There was a time when Apple's Worldwide Developer Conference (WWDC) was a sleepy affair, with plenty of tickets available and no lines to get in to most sessions. But as Apple has grown, the event has transformed into the biggest single event on the calendar of Apple events.
Remarkably, as WWDC's popularity has exceeded the capacity of the event itself, it has still managed to find a way to grow. It started as a quirk a couple of years ago, but it has turned into a full-blown trend: Hundreds, if not thousands, of people who work in Apple-related fields or just love Apple stuff, flock to San Francisco for WWDC week even if they don't have a ticket to the event.
It was not always this way. In the last decade I clearly remember organizers of various conferences attempting to build events that would run alongside WWDC. The idea was that if Apple developers were in town for the week, perhaps IT professionals or designers or marketing people could come along, and go to their own conferences alongside Apple's.

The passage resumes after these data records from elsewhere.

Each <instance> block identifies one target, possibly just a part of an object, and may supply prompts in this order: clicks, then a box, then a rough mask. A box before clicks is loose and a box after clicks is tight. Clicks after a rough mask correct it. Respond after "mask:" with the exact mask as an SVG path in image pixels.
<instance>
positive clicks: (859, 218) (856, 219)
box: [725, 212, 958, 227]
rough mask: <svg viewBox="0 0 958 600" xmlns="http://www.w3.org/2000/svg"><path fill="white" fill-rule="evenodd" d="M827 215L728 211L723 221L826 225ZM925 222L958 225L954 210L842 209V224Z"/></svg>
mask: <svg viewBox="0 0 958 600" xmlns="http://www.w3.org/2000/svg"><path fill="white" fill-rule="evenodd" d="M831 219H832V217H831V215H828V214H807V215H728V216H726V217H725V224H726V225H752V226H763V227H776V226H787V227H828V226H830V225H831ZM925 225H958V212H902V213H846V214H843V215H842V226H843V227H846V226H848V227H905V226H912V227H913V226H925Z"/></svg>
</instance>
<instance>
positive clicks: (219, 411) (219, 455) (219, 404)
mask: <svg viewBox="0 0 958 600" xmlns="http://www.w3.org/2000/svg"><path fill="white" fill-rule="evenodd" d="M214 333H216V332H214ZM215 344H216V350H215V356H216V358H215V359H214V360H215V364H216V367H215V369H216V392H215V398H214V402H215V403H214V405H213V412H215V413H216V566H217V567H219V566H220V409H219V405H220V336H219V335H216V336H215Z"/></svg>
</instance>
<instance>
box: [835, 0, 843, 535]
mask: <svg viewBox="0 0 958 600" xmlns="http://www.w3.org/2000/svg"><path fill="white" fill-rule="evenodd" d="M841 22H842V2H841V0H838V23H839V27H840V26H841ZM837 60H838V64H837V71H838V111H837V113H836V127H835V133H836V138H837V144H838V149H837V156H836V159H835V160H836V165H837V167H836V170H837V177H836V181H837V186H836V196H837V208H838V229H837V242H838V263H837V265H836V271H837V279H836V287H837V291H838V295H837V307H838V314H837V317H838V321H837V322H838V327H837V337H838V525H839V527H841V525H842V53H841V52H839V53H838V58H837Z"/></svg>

It was a good idea, but Apple hated it. And so the company used its clout with Moscone Center to get local hotels to refuse bookings for competing events during WWDC. Maybe Apple was afraid that WWDC would no longer be the focus of the week and might actually be diminished as an event--but if I had to guess, I think the Apple of that era was paranoid about any other group or company riding on Apple's coattails, even if such events might have actually been a net positive for the Apple community at large.
There's been a lot of talk about "the new Apple" lately, which generally describes the changes we have seen in how the company presents itself to the world under Tim Cook's leadership, and following the departure of longtime communications head Katie Cotton. I am not sure Apple has thrown away its playbook, but it certainly seems to be revising it. There was plenty of evidence of that this week in San Francisco.

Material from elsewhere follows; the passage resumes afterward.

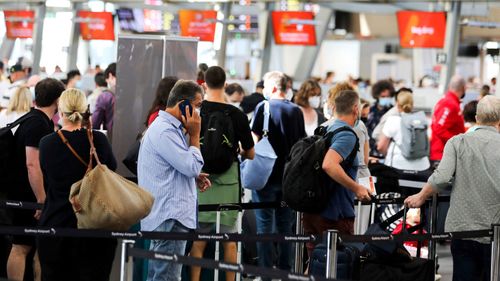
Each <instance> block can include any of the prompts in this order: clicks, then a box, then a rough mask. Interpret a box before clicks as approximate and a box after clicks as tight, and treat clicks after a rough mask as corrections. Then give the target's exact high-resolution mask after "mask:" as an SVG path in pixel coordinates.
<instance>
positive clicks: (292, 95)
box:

This week, running alongside WWDC, were not just various parties and get-togethers sponsored by various groups, but actual conferences running in parallel with Apple's conference and while they were not exactly endorsed by Apple, neither were they crushed like a bug so that Apple could be the only game in town this week.
For the last few years AltConf has run alongside WWDC, providing interesting Apple-related speakers. This year, the conference also streamed the Apple keynote to attendees who could not get into the room. Even there, a potential conflict with Apple over a public showing of Apple's content was resolved amicably.